L2/06-353
From:
Mark Davis
Date: 
2006-10-24
Subject: 
ZWJ/NJ in identifiers
Eric 
and I had an action regarding ZWJ/NJ. 
Here is a strawman document for the meeting.
Normally format characters are excluded from identifiers, because their usage 
allows two apparently identical strings to represent different underlying 
strings. However, for historical reasons, certain format characters are used to 
mark visible distinctions in particular cases, distinctions that are necessary 
for important semantic distinctions in certain languages. Identifier systems 
that attempt to provide more natural representations of terms, such as 
geographic names, company names, and so on should consider allowing these 
characters, but limited to the following contexts. 
The match to the regular expressions below must also only consist of characters 
from a single script (after ignoring Common and Inherited Script characters).

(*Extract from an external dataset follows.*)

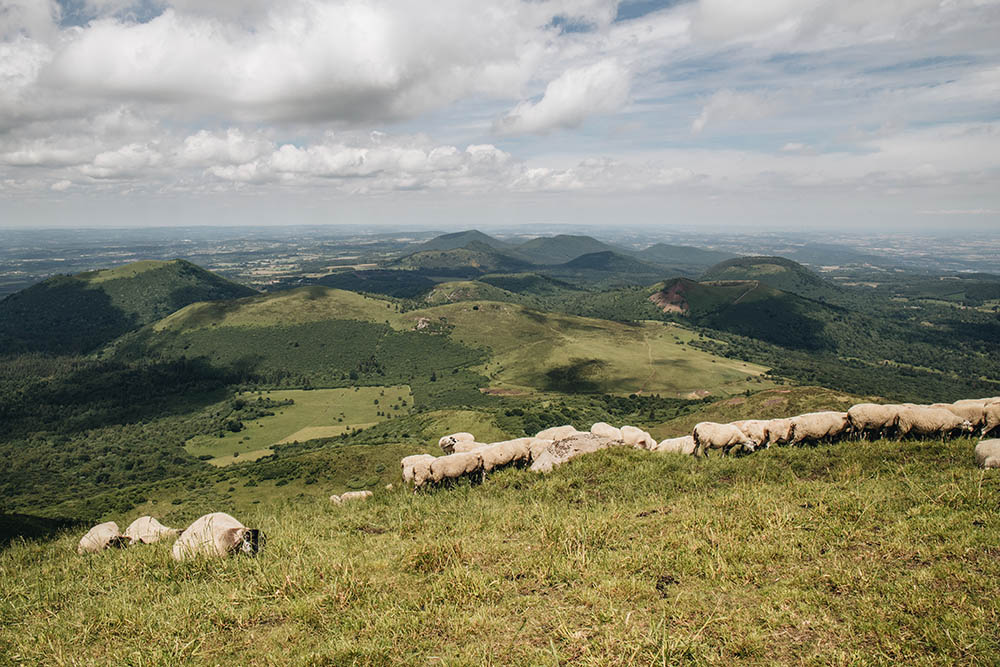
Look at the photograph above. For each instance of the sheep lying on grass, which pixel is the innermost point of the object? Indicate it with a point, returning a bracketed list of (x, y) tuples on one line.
[(102, 536), (217, 535)]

ZWNJ in the following contexts:
	- At a position in a string that causes adjacent characters to break a 
	cursive connection. That is, in the context based on the Arabic Shaping 
	using the following regular expression: 
	
		- /$R $T? ZWNJ $T? $L/
		where:
 
			- $T = [:Joining_Type=Transparent:]
 
			- $R = [[:Joining_Type=Dual_Joining:][: Joining_Type=Right_Joining:]] 
			
 
			- $L = [[:Joining_Type=Dual_Joining:][:Joining_Type=Left_Joining:]]
  
		
		 
		- Example: Farsi <Noon, Alef, 
		Meem, Heh, Alef, Farsi Yeh>. Without a ZWNJ, it translates to "names"; 
		with a ZWNJ between Heh and Alef, it means "a letter".
  
	
	 
	- In a conjunt context. that is a sequence of the form  
	
		- /$L $M* $V ZWNJ $M* $L/
		where:
 
			- $L = [:General_Category=Letter:]
 
			- $M = [:General_Category=Mark:]
 
			- $V = [:Canonical_Combining_Class=Virama:]
  
		
		 
		- Example: in Malayalam, we 
		recommend the use of ZWJ and 
		ZWNJ to make distinctions involving cillu forms. (See p. 337 of TUS 
		5.0.) The status changes once the cillu forms are separately encoded in 
		5.1.
 
	
	 
ZWJ in the following contexts:
	- In a conjunt context. that is a sequence of the form 
		- /$L $M* $V ZWJ $M* $L/
		where:
 
			- $L = [:General_Category=Letter:]
 
			- $M = [:General_Category=Mark:]
 
			- $V = [:Canonical_Combining_Class=Virama:]
  
		
		 
		- Example: Devanagari RA + 
		VIRAMA + ZWJ + KA 
 
		- Example: Sinhala 'ශ්රී ලංකා' 
		(the country 'Sri Lanka'), which uses both a space character and a
		ZWJ. Removing the space gives 
		'ශ්රීලංකා' which is still readable, but removing the
		ZWJ completely modifies the 
		appearance of the 'Sri' cluster and gives the following text: 'ශ්රී 
		ලංකා'. 
 
	
	 
Because of the rarity of these characters, this does not have any appreciable 
performance implications. Note that while it would be possible to make the 
contexts listed above somewhat narrower, in practice there is no advantage to 
that, and the above is computationally simpler.